What it does… is a list of many things. Structurally, it’s core job is to ensure the relative spatial constraints of the crankshaft and the reciprocating components.
The block is primarily composed on the bank (s) of cylinders and the upper part of the crankcase.
The pistons must move coaxially with the axis of the cylinder. Because the motion of the connecting rods will be at some degree of offset from the centerline of the cylinders throughout their reciprocating motion (the length of a connecting rod are only aligned with the central axis of a cylinder when it has reached the end of its motion), the piston is only able to move coaxially within the cylinder by the strength and fit of the cylinder, etc., being adequate to absorb the component of the connecting rod’s force that is not contributing to the translation of the piston within the cylinder.
The crankcase, and specifically the “main bearings” of the block are what locate the crankshaft. The crankshaft must resist the bending and torsional forces from the cylinders, and that can only be managed if the crankshaft is constrained against moving away from its intended rotating axis. Therefore, the block also but be of a particular precision of shape and strength of construction to constrain the crankshaft against these forces, and provide features that define the limits of the crankshaft’s movement.
More specific functions of the block include conducting heat, allowing the passage of fluids, and having strength and shape to locate all of the other components of an engine from deflecting relative to the block. A ~soft block can warp, and then heads or manifolds don’t fit. A brittle block can crack, and make the engine incapable of performing combustion on all cylinders. A block which cannot adequately conduct heat can warp and seize up.

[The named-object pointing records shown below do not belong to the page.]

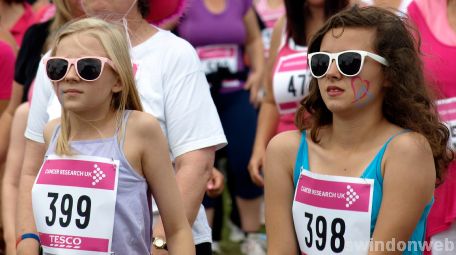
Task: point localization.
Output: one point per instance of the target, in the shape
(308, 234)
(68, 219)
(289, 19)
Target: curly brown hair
(408, 101)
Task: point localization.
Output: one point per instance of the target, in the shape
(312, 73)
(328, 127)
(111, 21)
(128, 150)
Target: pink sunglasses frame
(74, 61)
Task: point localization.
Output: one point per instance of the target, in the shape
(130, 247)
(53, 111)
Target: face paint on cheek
(360, 90)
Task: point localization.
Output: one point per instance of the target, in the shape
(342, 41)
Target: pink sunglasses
(88, 68)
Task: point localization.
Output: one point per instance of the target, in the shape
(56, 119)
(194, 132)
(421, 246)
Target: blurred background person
(13, 121)
(436, 22)
(222, 31)
(287, 75)
(16, 16)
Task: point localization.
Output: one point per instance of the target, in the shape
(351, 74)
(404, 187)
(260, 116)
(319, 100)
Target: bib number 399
(83, 206)
(320, 228)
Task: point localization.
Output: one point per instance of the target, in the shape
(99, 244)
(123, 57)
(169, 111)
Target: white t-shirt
(172, 87)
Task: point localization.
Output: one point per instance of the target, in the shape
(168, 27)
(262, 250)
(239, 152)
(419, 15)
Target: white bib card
(332, 214)
(74, 201)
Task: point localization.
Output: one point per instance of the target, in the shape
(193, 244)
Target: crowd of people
(330, 121)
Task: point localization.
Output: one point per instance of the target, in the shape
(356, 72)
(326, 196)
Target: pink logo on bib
(337, 195)
(78, 173)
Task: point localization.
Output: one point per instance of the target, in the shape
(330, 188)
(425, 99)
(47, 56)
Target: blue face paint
(361, 93)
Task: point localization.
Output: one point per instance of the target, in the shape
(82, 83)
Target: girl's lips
(72, 91)
(334, 91)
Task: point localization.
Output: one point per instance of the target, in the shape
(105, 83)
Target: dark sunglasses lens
(56, 68)
(89, 68)
(319, 64)
(350, 63)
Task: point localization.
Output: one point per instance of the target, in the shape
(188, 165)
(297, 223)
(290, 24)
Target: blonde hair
(62, 15)
(114, 41)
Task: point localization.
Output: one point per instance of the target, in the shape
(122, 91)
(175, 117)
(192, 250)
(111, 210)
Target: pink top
(268, 15)
(431, 20)
(46, 13)
(286, 121)
(25, 21)
(7, 61)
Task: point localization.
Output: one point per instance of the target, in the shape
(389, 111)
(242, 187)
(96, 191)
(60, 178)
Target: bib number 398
(66, 204)
(318, 226)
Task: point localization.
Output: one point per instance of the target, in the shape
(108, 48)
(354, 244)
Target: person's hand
(155, 251)
(253, 84)
(255, 167)
(28, 246)
(216, 184)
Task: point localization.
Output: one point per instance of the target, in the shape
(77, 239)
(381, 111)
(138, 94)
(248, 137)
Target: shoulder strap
(53, 141)
(301, 158)
(123, 128)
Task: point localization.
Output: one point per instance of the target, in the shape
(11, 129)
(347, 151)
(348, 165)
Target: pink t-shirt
(25, 21)
(7, 61)
(439, 55)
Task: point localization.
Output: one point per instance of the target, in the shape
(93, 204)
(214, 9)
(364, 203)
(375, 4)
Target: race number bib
(266, 35)
(291, 82)
(216, 56)
(74, 202)
(447, 112)
(332, 214)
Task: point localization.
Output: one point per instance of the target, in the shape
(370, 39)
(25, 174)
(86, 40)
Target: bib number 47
(319, 227)
(83, 206)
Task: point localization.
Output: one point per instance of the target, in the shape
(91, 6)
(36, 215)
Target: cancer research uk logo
(351, 196)
(98, 175)
(78, 173)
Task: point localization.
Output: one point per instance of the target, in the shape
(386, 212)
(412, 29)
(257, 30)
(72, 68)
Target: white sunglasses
(349, 62)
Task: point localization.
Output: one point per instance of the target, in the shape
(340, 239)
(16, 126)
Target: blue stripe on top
(373, 171)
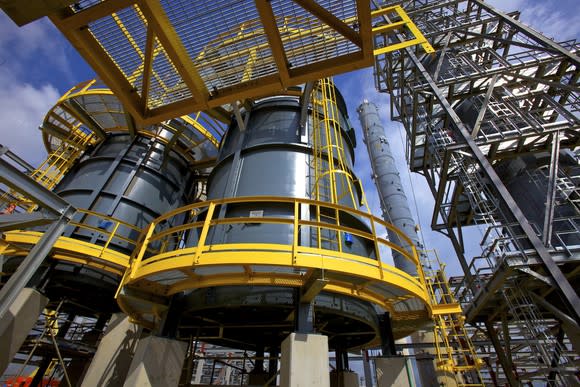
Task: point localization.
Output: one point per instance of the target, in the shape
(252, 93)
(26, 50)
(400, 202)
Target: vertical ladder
(332, 179)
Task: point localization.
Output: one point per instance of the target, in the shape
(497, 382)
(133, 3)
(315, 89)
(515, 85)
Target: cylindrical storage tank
(273, 156)
(393, 198)
(128, 179)
(527, 178)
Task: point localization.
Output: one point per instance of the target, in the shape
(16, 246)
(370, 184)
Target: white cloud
(23, 100)
(549, 17)
(33, 46)
(22, 108)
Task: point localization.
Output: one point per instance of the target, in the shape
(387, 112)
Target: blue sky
(37, 66)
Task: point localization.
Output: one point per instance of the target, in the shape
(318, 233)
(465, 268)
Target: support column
(304, 361)
(426, 362)
(392, 371)
(17, 323)
(342, 376)
(111, 362)
(158, 362)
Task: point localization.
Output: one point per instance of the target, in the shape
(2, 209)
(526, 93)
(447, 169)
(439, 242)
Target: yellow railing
(178, 251)
(103, 255)
(454, 349)
(117, 227)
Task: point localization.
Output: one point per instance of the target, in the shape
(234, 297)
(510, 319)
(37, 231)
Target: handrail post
(377, 248)
(135, 264)
(111, 235)
(204, 232)
(295, 231)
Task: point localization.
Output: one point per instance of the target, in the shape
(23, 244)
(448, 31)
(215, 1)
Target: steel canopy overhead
(163, 58)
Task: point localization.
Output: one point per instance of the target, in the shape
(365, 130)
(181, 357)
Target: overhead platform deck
(163, 59)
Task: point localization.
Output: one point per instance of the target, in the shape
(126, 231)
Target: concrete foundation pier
(111, 362)
(304, 361)
(392, 371)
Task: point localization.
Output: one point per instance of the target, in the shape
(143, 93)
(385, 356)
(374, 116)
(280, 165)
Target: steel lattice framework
(496, 91)
(163, 59)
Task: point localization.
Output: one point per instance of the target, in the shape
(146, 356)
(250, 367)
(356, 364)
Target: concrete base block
(111, 362)
(158, 362)
(344, 379)
(392, 371)
(18, 322)
(304, 361)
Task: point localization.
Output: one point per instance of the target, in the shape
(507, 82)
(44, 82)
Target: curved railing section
(90, 109)
(175, 256)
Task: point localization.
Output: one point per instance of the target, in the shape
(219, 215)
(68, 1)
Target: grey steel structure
(272, 155)
(493, 115)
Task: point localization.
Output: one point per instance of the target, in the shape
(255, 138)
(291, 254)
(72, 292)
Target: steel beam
(30, 265)
(534, 35)
(20, 182)
(24, 220)
(551, 191)
(501, 356)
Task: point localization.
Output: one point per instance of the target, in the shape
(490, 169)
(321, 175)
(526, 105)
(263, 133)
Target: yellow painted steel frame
(163, 255)
(69, 121)
(18, 243)
(276, 47)
(404, 26)
(453, 347)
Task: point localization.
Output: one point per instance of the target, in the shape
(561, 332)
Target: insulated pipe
(393, 199)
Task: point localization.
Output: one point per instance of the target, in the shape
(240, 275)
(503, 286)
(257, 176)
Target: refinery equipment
(492, 124)
(263, 242)
(118, 178)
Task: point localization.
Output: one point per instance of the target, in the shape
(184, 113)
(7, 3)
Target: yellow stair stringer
(52, 170)
(454, 349)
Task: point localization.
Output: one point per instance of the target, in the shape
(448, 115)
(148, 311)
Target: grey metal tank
(273, 158)
(392, 196)
(129, 179)
(527, 180)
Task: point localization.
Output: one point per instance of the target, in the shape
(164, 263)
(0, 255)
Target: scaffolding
(498, 91)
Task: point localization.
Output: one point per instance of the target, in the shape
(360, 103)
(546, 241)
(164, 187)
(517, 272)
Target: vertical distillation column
(394, 202)
(456, 357)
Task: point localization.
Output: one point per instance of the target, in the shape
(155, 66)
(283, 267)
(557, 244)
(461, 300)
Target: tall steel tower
(491, 122)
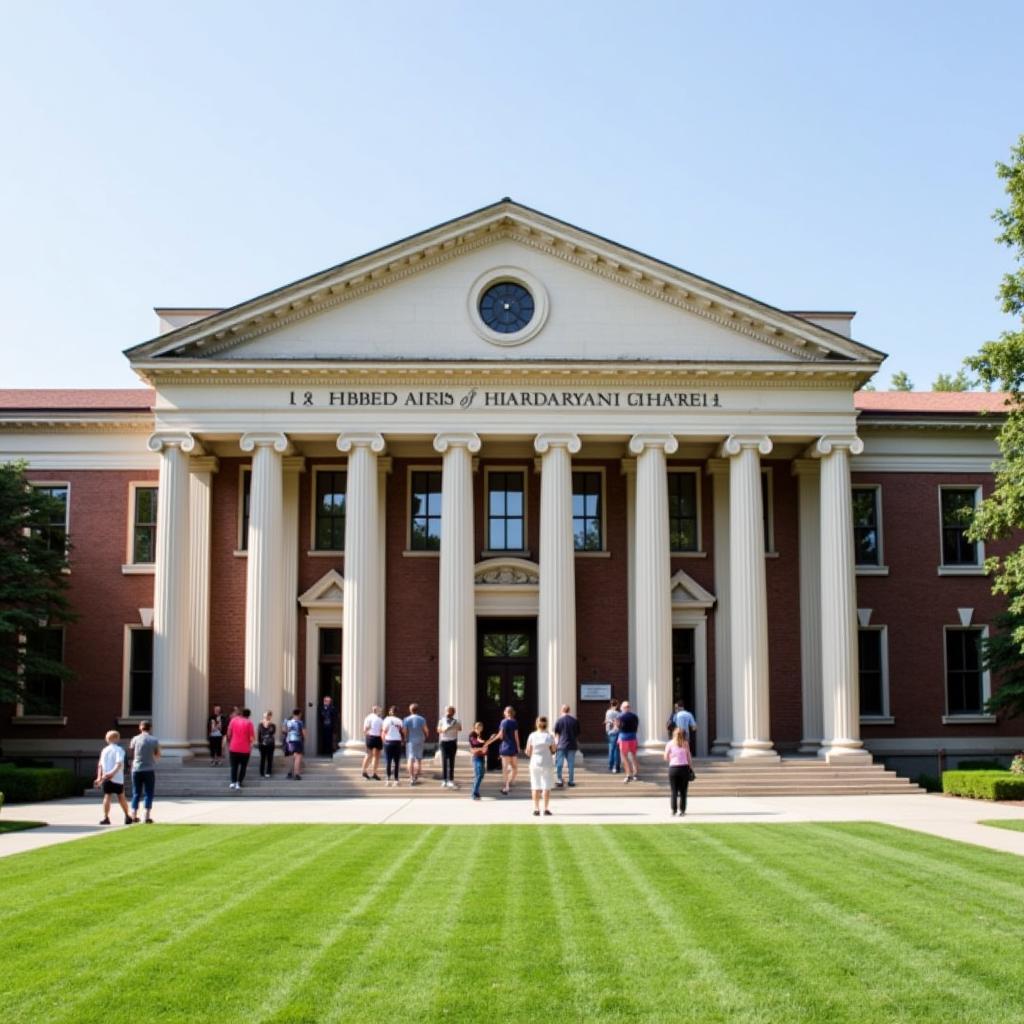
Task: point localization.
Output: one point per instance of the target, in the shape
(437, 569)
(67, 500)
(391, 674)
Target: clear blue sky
(813, 155)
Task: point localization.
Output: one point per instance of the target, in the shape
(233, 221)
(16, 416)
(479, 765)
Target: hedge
(984, 784)
(27, 785)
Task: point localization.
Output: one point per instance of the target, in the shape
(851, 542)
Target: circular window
(506, 307)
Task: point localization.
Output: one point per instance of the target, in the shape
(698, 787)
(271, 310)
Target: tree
(33, 582)
(999, 365)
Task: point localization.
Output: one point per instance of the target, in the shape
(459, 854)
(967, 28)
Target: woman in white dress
(541, 751)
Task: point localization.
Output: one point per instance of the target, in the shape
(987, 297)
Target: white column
(749, 599)
(293, 466)
(361, 682)
(264, 627)
(170, 597)
(840, 682)
(806, 471)
(200, 489)
(457, 619)
(652, 577)
(718, 469)
(556, 616)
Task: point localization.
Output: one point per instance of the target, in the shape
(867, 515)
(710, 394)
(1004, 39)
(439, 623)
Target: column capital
(827, 443)
(454, 438)
(543, 443)
(369, 439)
(735, 443)
(174, 438)
(253, 439)
(665, 441)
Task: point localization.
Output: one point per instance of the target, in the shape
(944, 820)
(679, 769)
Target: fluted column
(840, 680)
(652, 577)
(718, 469)
(171, 624)
(457, 619)
(808, 477)
(556, 617)
(201, 486)
(749, 599)
(361, 682)
(264, 632)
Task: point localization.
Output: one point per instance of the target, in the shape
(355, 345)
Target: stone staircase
(342, 778)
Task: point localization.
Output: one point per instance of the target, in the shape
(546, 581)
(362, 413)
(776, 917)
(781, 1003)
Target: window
(143, 545)
(55, 530)
(966, 683)
(683, 500)
(43, 685)
(587, 511)
(506, 511)
(866, 532)
(957, 506)
(329, 513)
(425, 532)
(139, 672)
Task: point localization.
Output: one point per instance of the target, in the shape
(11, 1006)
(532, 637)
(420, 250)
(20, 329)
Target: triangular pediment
(414, 302)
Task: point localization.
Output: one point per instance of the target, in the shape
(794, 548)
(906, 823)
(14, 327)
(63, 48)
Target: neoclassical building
(508, 461)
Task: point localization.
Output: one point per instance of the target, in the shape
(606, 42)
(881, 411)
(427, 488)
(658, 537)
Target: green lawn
(303, 924)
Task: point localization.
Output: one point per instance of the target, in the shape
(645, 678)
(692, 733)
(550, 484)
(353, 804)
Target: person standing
(448, 734)
(372, 726)
(295, 742)
(611, 731)
(145, 753)
(628, 726)
(567, 731)
(241, 739)
(393, 733)
(329, 723)
(111, 776)
(266, 736)
(541, 750)
(677, 753)
(417, 731)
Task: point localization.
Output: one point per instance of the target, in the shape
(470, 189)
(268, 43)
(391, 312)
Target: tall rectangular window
(506, 511)
(425, 534)
(587, 512)
(683, 511)
(143, 545)
(329, 529)
(865, 526)
(957, 511)
(965, 679)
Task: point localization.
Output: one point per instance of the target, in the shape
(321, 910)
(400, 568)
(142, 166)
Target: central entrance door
(506, 672)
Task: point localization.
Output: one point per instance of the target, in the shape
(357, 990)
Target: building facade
(507, 461)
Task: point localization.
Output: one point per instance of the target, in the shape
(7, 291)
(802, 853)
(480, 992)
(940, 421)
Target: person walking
(417, 731)
(145, 754)
(266, 737)
(111, 777)
(241, 739)
(295, 742)
(567, 731)
(611, 731)
(677, 753)
(393, 733)
(448, 734)
(628, 726)
(508, 750)
(372, 726)
(541, 747)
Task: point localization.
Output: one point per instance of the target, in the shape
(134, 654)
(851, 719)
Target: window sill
(138, 568)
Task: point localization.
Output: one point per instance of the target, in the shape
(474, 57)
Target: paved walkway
(947, 817)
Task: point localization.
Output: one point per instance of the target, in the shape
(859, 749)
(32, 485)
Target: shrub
(26, 785)
(983, 784)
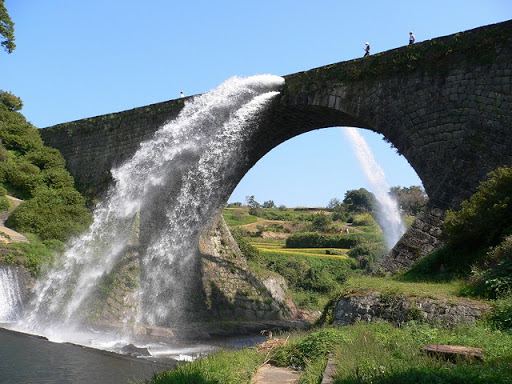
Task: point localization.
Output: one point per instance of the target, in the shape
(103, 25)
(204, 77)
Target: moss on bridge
(477, 47)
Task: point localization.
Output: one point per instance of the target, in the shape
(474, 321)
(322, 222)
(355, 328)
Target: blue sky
(77, 59)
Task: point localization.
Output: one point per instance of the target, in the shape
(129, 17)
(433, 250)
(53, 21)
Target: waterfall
(389, 214)
(176, 181)
(10, 295)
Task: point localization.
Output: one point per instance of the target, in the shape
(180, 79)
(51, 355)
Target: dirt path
(7, 235)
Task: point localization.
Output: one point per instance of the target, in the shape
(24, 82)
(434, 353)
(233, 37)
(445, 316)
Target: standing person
(412, 39)
(367, 50)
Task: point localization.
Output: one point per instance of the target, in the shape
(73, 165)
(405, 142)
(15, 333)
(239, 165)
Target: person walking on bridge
(367, 50)
(412, 39)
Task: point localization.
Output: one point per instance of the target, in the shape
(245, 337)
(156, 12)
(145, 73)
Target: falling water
(175, 181)
(389, 214)
(10, 295)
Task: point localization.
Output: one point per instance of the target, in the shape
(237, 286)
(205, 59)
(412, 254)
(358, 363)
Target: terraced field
(277, 247)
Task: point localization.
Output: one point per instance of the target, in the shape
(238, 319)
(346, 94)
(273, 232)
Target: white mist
(177, 175)
(389, 214)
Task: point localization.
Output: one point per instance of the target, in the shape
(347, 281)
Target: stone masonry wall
(444, 104)
(373, 306)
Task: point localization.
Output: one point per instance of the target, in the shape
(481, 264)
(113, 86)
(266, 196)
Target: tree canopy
(6, 29)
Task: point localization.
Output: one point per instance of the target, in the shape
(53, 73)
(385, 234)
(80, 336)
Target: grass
(381, 353)
(236, 217)
(223, 367)
(363, 353)
(273, 247)
(435, 290)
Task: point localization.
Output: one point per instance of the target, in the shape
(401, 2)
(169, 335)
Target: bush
(492, 277)
(318, 240)
(13, 103)
(367, 254)
(364, 219)
(45, 158)
(300, 353)
(245, 246)
(24, 177)
(501, 317)
(52, 214)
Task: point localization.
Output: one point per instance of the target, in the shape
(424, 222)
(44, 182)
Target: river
(31, 359)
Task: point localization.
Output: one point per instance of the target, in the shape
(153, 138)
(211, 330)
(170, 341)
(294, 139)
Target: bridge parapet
(444, 104)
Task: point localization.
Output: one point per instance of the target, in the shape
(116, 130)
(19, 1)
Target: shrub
(245, 246)
(318, 240)
(367, 254)
(52, 214)
(25, 177)
(314, 346)
(501, 317)
(13, 103)
(364, 219)
(486, 216)
(45, 158)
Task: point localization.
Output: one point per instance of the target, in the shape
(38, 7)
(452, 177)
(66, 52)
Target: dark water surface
(30, 359)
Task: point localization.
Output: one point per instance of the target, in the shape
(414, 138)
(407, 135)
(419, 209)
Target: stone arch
(444, 104)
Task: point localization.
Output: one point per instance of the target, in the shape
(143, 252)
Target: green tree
(486, 217)
(12, 102)
(410, 199)
(6, 29)
(321, 222)
(359, 201)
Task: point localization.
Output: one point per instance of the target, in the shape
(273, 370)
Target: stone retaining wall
(372, 306)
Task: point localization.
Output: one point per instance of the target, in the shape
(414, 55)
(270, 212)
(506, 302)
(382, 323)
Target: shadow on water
(32, 359)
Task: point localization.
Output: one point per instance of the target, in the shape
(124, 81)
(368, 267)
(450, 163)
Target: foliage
(6, 29)
(381, 353)
(368, 254)
(310, 279)
(35, 255)
(319, 240)
(359, 201)
(52, 209)
(223, 367)
(486, 217)
(501, 316)
(52, 214)
(364, 219)
(12, 102)
(492, 276)
(269, 204)
(410, 199)
(250, 252)
(237, 216)
(313, 346)
(321, 222)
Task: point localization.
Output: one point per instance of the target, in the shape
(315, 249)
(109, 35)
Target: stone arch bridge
(444, 104)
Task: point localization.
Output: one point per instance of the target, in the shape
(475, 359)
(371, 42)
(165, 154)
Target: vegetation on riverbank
(53, 211)
(381, 352)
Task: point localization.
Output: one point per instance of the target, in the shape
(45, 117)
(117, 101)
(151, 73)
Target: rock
(134, 351)
(453, 352)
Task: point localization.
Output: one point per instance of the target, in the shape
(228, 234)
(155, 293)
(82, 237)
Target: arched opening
(310, 169)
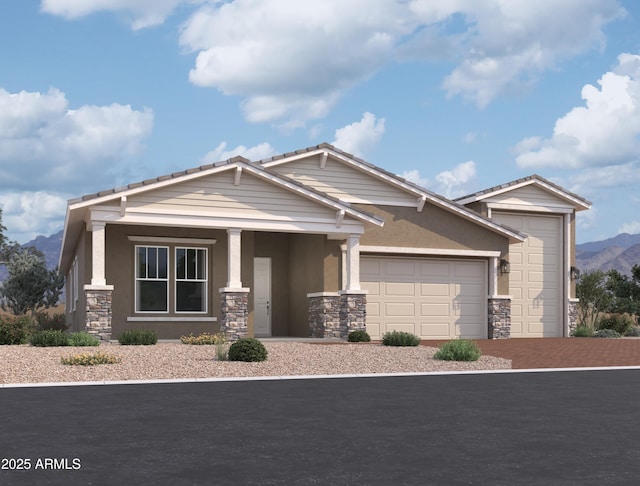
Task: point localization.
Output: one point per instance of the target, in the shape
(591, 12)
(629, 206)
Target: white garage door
(431, 298)
(535, 276)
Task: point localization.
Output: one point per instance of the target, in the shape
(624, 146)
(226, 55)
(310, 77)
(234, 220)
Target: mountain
(619, 253)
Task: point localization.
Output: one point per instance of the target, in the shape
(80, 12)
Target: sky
(455, 95)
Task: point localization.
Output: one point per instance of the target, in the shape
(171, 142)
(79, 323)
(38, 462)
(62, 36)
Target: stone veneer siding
(98, 307)
(235, 313)
(499, 318)
(573, 315)
(324, 316)
(353, 312)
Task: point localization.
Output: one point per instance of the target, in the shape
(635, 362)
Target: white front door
(262, 296)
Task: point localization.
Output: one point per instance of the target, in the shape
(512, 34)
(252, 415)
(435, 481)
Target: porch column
(235, 298)
(98, 295)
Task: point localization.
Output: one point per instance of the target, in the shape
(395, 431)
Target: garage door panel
(426, 296)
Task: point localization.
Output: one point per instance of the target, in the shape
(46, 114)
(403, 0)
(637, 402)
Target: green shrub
(607, 333)
(620, 323)
(358, 337)
(458, 350)
(49, 337)
(204, 338)
(247, 349)
(91, 359)
(633, 331)
(582, 331)
(83, 338)
(44, 320)
(14, 329)
(138, 336)
(400, 338)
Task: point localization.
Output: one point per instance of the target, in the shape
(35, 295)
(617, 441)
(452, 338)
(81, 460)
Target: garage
(535, 283)
(429, 297)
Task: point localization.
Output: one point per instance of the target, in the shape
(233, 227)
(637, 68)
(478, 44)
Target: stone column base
(353, 311)
(499, 317)
(324, 314)
(235, 313)
(98, 300)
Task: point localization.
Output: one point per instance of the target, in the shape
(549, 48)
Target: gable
(529, 197)
(218, 195)
(344, 182)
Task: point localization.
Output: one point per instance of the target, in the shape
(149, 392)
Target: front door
(262, 296)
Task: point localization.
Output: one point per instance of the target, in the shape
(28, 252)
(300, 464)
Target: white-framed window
(191, 279)
(152, 278)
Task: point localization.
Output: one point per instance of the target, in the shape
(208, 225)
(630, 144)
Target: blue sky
(456, 95)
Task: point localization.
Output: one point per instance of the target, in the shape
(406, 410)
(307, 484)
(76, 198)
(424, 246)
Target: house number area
(42, 463)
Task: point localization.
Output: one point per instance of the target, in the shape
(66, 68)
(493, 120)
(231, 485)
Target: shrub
(143, 337)
(400, 338)
(358, 337)
(620, 323)
(247, 349)
(607, 333)
(14, 330)
(582, 331)
(49, 337)
(458, 350)
(83, 338)
(204, 338)
(91, 359)
(44, 320)
(633, 331)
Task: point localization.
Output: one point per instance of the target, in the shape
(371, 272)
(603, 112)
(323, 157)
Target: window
(191, 280)
(152, 279)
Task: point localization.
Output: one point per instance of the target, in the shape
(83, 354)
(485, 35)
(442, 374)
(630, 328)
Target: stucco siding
(344, 182)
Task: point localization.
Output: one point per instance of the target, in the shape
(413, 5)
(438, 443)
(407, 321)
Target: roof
(579, 202)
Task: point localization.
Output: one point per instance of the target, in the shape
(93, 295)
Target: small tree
(594, 298)
(30, 286)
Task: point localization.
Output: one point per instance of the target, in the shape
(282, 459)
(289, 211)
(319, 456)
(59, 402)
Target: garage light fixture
(504, 266)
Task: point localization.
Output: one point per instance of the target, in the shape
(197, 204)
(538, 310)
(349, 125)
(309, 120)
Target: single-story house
(318, 242)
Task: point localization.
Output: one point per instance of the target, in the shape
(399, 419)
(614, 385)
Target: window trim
(205, 281)
(136, 279)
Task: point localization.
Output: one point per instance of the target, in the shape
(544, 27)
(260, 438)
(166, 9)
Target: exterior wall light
(504, 266)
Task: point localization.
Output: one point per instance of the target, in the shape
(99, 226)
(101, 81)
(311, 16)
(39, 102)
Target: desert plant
(91, 359)
(247, 349)
(458, 350)
(607, 333)
(400, 338)
(49, 337)
(358, 337)
(204, 338)
(57, 320)
(633, 331)
(83, 338)
(14, 329)
(582, 331)
(143, 337)
(618, 322)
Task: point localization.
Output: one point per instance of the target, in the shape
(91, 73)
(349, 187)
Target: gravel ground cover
(27, 364)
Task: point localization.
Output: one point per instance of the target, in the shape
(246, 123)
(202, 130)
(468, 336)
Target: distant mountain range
(619, 253)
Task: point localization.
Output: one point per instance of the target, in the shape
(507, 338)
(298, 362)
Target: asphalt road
(553, 428)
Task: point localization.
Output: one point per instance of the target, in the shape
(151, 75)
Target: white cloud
(604, 132)
(415, 177)
(633, 228)
(29, 214)
(359, 137)
(257, 152)
(44, 143)
(291, 62)
(452, 183)
(141, 13)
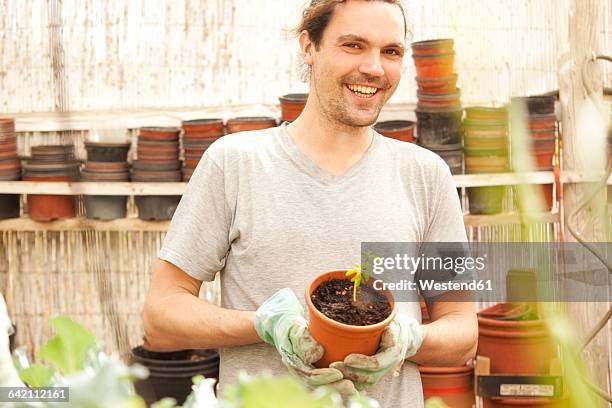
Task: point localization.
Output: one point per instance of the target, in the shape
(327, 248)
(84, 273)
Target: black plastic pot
(171, 373)
(439, 128)
(486, 200)
(107, 152)
(156, 207)
(105, 207)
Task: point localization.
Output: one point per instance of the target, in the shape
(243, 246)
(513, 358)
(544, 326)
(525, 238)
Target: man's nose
(372, 64)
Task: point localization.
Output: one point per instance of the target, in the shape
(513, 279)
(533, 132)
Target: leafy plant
(361, 273)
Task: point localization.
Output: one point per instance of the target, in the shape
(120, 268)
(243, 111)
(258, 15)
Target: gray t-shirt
(267, 217)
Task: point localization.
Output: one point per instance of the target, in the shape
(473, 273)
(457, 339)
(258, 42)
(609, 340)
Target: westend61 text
(404, 284)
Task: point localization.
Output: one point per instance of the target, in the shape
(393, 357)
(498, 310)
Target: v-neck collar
(306, 164)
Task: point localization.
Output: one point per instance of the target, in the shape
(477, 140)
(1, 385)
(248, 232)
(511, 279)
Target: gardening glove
(400, 340)
(279, 321)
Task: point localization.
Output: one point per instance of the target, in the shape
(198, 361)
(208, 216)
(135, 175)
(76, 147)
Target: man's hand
(279, 321)
(399, 341)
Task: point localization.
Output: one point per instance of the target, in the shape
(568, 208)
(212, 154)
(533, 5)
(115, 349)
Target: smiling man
(271, 209)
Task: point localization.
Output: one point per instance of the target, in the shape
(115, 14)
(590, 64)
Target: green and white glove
(279, 321)
(399, 341)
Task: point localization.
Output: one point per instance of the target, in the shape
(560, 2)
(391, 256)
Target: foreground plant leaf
(66, 350)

From another perspective, what does a block do WITHIN a car? It is the heaviest single part. A lightweight block can save a lot of weight, and have a marked effect on the entire vehicle’s performance. I can’t remember the model year, but The S197 GT500 had a 5.8L steel block until the midcycle freshening, maybe in 2011. Thereafter, it had an aluminum block. It apparently saved 100 lbs over the steel engine. Because the mustang does not locate its very large engine very far back in the chassis, the engine contributed almost all of its weight to the front axle. In fact, I wouldn’t be surprised if the center of gravity of the engine was in-front-of the front axle. Losing 100 lbs there would mean that MORE than 100 lbs’ -worth of weight shift would be appreciated, in considering the change to front-to-rear weight distribution, because weight in-front-of the front wheels effects a moment about the front wheels that decreases the load on the rear axle!
At any rate, I remember that several of the car magazines lauded the changes for that model, and I think that Car and Driver said that it was the weight shift, rather than the extra 50 hp was what made it so much better than the previous version.
Also… In the case of several racing cars, the block is actually used as part of the middle of the car’s chassis! The only road car that I can think of, that used the engine that way was the Ferrari F50. In that case, the block would also have to be designed to provide the bending and torsional and vibrational performance that would normally be handled by engine cradles, suspension mounts, and engine-bay walls.
Huh. That was a lot more than I was expecting to say. I hope that was helpful!